カインは何も言わなかった。ただ本の表紙が擦れ合ったり、棚に据えられる音だけがしていた。
「……あの嬢ちゃんは元気かい」
ふと思いついたことを訊くと、え、と訊き返された。
「あの元気な嬢ちゃんだよ。確か赤毛の、小さな……」
「ああ……」
カインは了解したようだったが、興味の薄そうな様子で言った。
「アリナなら元気ですよ。それだけが取り柄だと本人が言ってますから」
「それが一番じゃねぇか」
子どもが元気なら何も言うことはねえ、と呟くと、カインは本を整頓するのをやめて少し黙った。
何か言いたいことがあるのかと思って待ってみたが、口を開く気配がないので、ダンは勝手にしゃべることにした。どうせ何を言ったところで、年寄りの面倒な繰り事だ。

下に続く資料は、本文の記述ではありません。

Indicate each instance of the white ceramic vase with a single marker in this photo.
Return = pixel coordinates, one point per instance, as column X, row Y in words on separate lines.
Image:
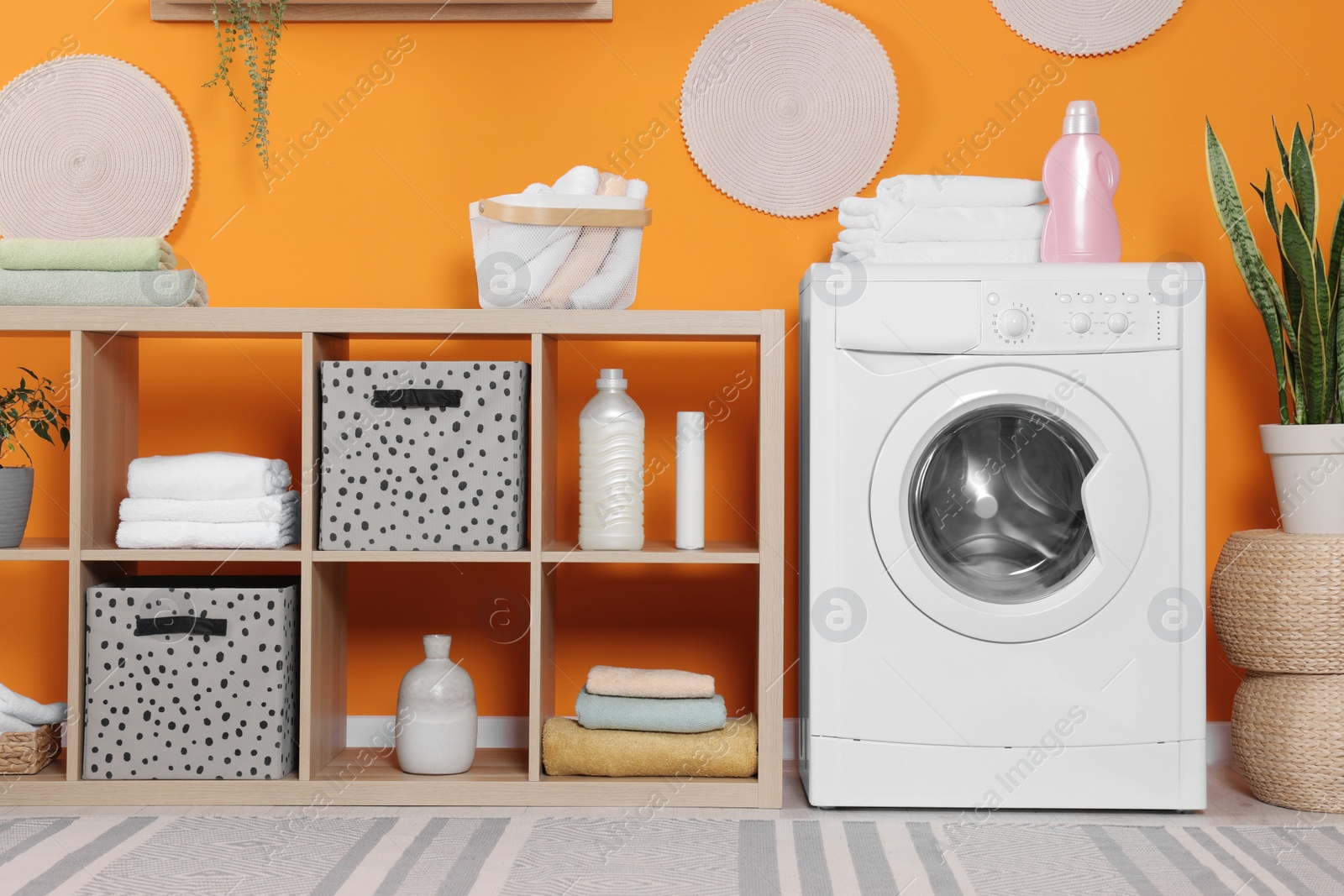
column 436, row 715
column 1308, row 463
column 15, row 503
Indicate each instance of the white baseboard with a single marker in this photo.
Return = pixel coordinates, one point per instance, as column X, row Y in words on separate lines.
column 495, row 732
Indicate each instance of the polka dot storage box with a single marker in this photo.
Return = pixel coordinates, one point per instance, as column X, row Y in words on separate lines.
column 423, row 456
column 192, row 679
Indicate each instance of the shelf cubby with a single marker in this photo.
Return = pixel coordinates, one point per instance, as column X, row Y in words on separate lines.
column 124, row 385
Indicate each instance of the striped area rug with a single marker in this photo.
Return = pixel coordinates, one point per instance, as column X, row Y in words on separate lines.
column 338, row 856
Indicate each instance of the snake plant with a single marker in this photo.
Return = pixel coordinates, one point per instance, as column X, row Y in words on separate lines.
column 1301, row 316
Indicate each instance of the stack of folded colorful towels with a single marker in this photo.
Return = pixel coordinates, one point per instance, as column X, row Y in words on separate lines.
column 936, row 219
column 212, row 500
column 132, row 271
column 649, row 723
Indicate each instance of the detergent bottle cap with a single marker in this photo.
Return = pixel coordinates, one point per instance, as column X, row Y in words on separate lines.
column 613, row 378
column 1081, row 118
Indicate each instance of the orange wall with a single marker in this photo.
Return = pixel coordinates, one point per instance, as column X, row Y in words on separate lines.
column 375, row 215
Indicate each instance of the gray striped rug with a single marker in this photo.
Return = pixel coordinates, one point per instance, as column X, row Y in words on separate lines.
column 336, row 856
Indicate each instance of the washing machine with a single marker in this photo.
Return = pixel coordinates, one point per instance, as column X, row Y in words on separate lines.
column 1001, row 519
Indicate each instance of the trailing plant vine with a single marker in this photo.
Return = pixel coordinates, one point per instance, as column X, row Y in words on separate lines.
column 34, row 409
column 246, row 27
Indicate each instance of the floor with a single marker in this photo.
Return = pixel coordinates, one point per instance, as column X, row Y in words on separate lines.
column 1236, row 846
column 1230, row 802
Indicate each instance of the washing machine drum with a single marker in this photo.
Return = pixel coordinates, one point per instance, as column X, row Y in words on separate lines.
column 1010, row 503
column 996, row 504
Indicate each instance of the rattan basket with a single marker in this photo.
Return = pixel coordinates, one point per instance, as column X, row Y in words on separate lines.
column 29, row 752
column 1288, row 735
column 1278, row 600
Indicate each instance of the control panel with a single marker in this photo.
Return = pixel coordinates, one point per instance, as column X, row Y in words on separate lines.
column 1035, row 317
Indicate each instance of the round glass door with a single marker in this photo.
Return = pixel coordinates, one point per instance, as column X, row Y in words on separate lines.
column 996, row 504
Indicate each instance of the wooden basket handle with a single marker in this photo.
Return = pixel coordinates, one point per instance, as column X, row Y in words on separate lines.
column 568, row 217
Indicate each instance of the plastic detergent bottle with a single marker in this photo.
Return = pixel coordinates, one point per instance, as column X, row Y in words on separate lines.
column 612, row 468
column 1081, row 175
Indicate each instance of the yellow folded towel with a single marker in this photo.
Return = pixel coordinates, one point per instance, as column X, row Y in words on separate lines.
column 570, row 750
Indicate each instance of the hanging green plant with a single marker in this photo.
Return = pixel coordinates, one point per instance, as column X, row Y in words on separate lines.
column 246, row 27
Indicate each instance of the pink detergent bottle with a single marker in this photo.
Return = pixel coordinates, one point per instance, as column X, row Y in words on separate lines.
column 1079, row 177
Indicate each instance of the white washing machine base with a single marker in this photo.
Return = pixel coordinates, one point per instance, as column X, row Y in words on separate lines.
column 839, row 772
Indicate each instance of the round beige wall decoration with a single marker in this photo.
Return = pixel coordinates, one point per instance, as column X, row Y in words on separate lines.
column 91, row 147
column 1086, row 27
column 790, row 107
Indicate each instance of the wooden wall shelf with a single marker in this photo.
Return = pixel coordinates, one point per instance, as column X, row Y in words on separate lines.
column 105, row 375
column 477, row 11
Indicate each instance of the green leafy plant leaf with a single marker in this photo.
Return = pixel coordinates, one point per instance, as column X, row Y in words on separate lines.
column 31, row 410
column 1315, row 348
column 1304, row 183
column 260, row 45
column 1261, row 285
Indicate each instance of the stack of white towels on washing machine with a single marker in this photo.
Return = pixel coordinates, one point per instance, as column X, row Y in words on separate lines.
column 936, row 219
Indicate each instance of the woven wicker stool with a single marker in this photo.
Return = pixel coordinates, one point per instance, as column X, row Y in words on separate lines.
column 27, row 754
column 1278, row 609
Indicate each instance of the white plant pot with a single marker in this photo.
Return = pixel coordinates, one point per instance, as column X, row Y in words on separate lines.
column 15, row 504
column 1308, row 464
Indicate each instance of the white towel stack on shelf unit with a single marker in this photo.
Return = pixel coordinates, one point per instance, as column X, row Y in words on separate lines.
column 213, row 500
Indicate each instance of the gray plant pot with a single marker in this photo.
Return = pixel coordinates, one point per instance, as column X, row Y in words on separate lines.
column 15, row 503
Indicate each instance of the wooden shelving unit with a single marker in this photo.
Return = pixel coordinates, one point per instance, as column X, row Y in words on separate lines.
column 105, row 349
column 396, row 11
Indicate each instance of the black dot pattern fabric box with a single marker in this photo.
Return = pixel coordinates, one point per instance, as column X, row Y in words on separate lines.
column 192, row 679
column 423, row 456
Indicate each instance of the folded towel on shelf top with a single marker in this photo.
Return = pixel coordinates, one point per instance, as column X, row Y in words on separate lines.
column 890, row 222
column 1003, row 251
column 125, row 254
column 961, row 190
column 685, row 716
column 213, row 476
column 617, row 681
column 29, row 710
column 102, row 289
column 269, row 508
column 207, row 535
column 569, row 748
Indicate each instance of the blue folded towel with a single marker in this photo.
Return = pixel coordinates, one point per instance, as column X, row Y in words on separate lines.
column 680, row 716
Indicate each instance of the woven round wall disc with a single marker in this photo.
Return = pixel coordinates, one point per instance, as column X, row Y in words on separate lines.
column 790, row 107
column 91, row 147
column 1086, row 27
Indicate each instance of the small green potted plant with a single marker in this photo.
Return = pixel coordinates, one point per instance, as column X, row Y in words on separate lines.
column 1303, row 322
column 24, row 410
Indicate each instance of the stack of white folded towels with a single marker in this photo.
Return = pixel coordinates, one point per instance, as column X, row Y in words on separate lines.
column 934, row 219
column 213, row 500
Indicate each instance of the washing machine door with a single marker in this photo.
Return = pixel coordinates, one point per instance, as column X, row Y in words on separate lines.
column 1010, row 503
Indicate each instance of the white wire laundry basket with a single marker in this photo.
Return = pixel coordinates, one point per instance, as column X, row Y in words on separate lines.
column 554, row 250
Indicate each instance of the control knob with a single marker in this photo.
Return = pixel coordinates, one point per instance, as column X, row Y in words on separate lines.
column 1014, row 322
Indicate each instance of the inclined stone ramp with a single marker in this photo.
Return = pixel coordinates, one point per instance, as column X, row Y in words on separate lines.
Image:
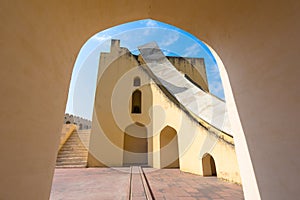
column 74, row 152
column 200, row 104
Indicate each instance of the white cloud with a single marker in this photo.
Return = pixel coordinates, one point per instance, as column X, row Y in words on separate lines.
column 216, row 88
column 170, row 39
column 101, row 38
column 192, row 50
column 151, row 23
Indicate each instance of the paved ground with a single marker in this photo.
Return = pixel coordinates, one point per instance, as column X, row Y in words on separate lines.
column 114, row 183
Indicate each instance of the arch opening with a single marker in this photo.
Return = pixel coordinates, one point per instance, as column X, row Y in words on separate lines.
column 135, row 147
column 137, row 82
column 136, row 102
column 209, row 165
column 169, row 153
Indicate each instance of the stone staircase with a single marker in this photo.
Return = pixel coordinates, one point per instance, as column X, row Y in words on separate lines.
column 75, row 150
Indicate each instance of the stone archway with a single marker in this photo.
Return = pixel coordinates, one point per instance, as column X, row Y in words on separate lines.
column 135, row 145
column 208, row 165
column 169, row 153
column 267, row 32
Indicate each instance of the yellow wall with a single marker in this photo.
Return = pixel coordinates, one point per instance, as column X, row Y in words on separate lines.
column 257, row 41
column 171, row 137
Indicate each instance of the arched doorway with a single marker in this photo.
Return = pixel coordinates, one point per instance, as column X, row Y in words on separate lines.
column 136, row 106
column 208, row 165
column 169, row 154
column 135, row 145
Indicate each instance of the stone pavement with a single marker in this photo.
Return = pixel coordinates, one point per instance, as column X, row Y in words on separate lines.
column 114, row 183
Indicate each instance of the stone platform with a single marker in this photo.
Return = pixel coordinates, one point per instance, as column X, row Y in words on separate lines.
column 123, row 183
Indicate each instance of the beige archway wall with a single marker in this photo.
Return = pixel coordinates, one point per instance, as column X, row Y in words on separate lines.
column 257, row 41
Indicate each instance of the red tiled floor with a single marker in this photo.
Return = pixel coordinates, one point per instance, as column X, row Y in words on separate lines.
column 113, row 183
column 173, row 184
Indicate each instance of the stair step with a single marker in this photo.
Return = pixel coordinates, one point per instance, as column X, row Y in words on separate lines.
column 74, row 152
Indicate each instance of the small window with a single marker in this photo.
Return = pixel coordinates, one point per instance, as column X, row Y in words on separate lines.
column 137, row 81
column 136, row 102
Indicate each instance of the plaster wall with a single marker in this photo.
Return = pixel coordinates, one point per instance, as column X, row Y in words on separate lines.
column 257, row 41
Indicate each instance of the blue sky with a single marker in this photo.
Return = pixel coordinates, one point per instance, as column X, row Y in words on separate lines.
column 172, row 40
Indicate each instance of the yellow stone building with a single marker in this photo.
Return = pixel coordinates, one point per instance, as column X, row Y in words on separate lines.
column 136, row 121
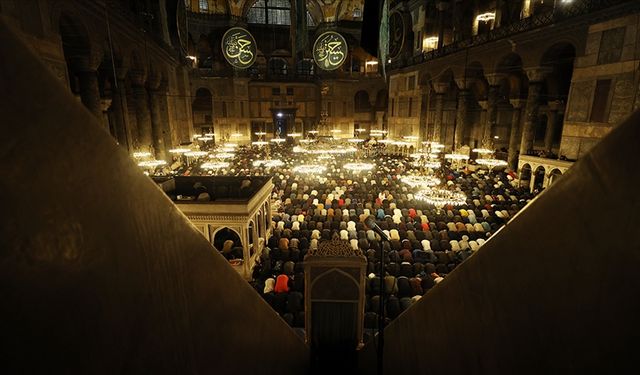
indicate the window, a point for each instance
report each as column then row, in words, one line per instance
column 203, row 5
column 411, row 83
column 611, row 45
column 310, row 21
column 600, row 101
column 272, row 12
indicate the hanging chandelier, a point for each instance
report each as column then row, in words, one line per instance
column 179, row 150
column 268, row 163
column 196, row 154
column 141, row 154
column 418, row 181
column 441, row 197
column 482, row 150
column 223, row 155
column 358, row 167
column 309, row 168
column 492, row 163
column 215, row 165
column 456, row 156
column 151, row 163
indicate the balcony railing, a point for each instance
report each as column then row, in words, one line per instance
column 560, row 13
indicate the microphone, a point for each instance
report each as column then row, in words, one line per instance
column 370, row 222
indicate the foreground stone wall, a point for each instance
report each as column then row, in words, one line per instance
column 99, row 272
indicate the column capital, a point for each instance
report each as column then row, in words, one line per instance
column 83, row 63
column 441, row 88
column 538, row 73
column 557, row 105
column 137, row 76
column 517, row 103
column 465, row 83
column 494, row 78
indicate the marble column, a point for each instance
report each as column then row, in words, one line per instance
column 492, row 105
column 554, row 118
column 85, row 68
column 440, row 91
column 514, row 135
column 121, row 114
column 462, row 117
column 143, row 115
column 157, row 93
column 423, row 131
column 536, row 80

「あの嬢ちゃんは……アリナだったか、本土の新聞を届けてくれたことがあってな。字が読めないのをずいぶん気にしてたよ。なんでも、歴史書が読みたいんだとか言ってな」
「歴史書?」
「この街の昔話が気になるんだそうだ。あのくらいの子にとっちゃおとぎ話と変わらんのかもしらんが……高台の方に城跡があるだろう。その窓からもちょっと見える。崩れかけの城壁の端っこがな」
指をさすと、カインは素直に窓に寄って、外に首を突き出した。
「あそこには王様が住んでたって話だ。ここは今じゃワグステンの一都市だが、昔は小国だったんだな。それを征服したのがリーデネスだ。二百年くらい前だったか」
「リーデネスはわかります。ワグステンに併合された国……」
「そう。だからここの歴史は、リーデネスに上書きされた上に、ワグステンに上書きされてるんだ。歴史を作るのはいつだって勝った国の仕事だからな。俺は学者じゃねぇから、ワグステンの本か、ワグステンの誰かが訳した本しか読んだことがないし、昔のことには大して興味もないが……」
カインは窓際からダンを見ていた。逆光になって、表情はよくわからなかった。
「……この街は植民地なんでしょうか」
「わからん」
ダンは首を振った。
「この街のことはわからん。最初の頃こそ、わかろうとも思ったが、今はそんな気もなくなった」
「……」
「俺は死ぬまでここで本を読んで過ごすんだろう。余生ってやつだ」
返事はなかったが、その代わりにカインの髪を揺らして風が入ってきた。
涼やかで、優しく、良い風だった。